A young woman was looking around the room when I turned, height dwarfed by her long hair. She approached Aradia, a smile never leaving her lips.
"Nepeta's over there. She colored a lot of cats today." Aradia smiled at the woman. "Oh, yes, greetings. Meulin this is Equius our new aide. Equius this is Meulin Leijon, Nepeta's mother."
Nepeta was suddenly there, papers gathered in her hands. "Mommy!" She squealed, earning a glare from Sollux. "I colored lots of cats today! And Equius helped me! We made an ugly cat really pretty!" She shoved the paper in her mother's face, a big smile across her cheeks.

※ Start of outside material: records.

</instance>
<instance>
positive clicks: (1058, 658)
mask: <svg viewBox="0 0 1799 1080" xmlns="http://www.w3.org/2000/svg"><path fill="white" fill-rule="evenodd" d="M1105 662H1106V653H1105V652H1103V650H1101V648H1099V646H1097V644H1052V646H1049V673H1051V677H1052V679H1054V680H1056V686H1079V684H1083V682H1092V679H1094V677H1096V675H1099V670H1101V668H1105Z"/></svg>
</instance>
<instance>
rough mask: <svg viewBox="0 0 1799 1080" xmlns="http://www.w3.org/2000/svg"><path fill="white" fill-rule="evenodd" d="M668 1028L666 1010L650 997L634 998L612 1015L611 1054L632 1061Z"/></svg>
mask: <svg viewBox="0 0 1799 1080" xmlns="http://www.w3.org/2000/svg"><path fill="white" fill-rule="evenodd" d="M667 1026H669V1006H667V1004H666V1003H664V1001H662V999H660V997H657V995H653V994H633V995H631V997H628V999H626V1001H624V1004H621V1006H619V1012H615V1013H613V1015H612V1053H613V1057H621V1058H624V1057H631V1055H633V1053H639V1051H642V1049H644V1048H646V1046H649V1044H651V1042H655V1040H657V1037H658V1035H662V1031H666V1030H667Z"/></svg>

"That's beautiful Nepeta! Do you want to put it on the fridge?" Meulin grabbed for the paper, but Nepeta pulled it to her chest.
"No! I'm going to give it Equius! Because he's pretty like that cat!" Nepeta raised the paper into the air as high as she could, standing on her tiptoes as she held it up to me. It reached about my nametag, and I took the paper carefully.
"Thank you Nepeta." I smiled sincerely, watching her giggle and grab onto her mother's hand, dissipating out the door.
"I told you that you would open up." Aradia elbowed me, watching Meulin and Nepeta walk away as the door creaked shut.
As I looked at the cat on the paper again I felt a nudge at my foot and looked down. It was Sollux. He glared up at me with irritated eyes, murmuring something under his breath.
"Hmm?" I bent over, trying to hear him.
"None of your business, okay?" He scrunched up into a ball and continued his book.
I glanced at Aradia, who shrugged. "Don't blame him. He had no chance of not being like this. Well he did, but not that much of one." She ruffled his head lightly, and began to clean up Nepeta's crayons. I joined her, ignoring the mutters.
Sollux's father finally arrived, and pulled the boy away. I opened his book, remembering when I had read it in English class in middle school. I placed it on a small shelf, putting a bookmark in the spot where it had been placed open.
I felt a tap on my shoulder, and turned.
Aradia pulled my nametag off my shirt, holding its sticky edges carefully. "You can go now; I'll log your hours or whatever tomorrow."
I nodded, pocketing the page. "Good night Aradia. Today was nice."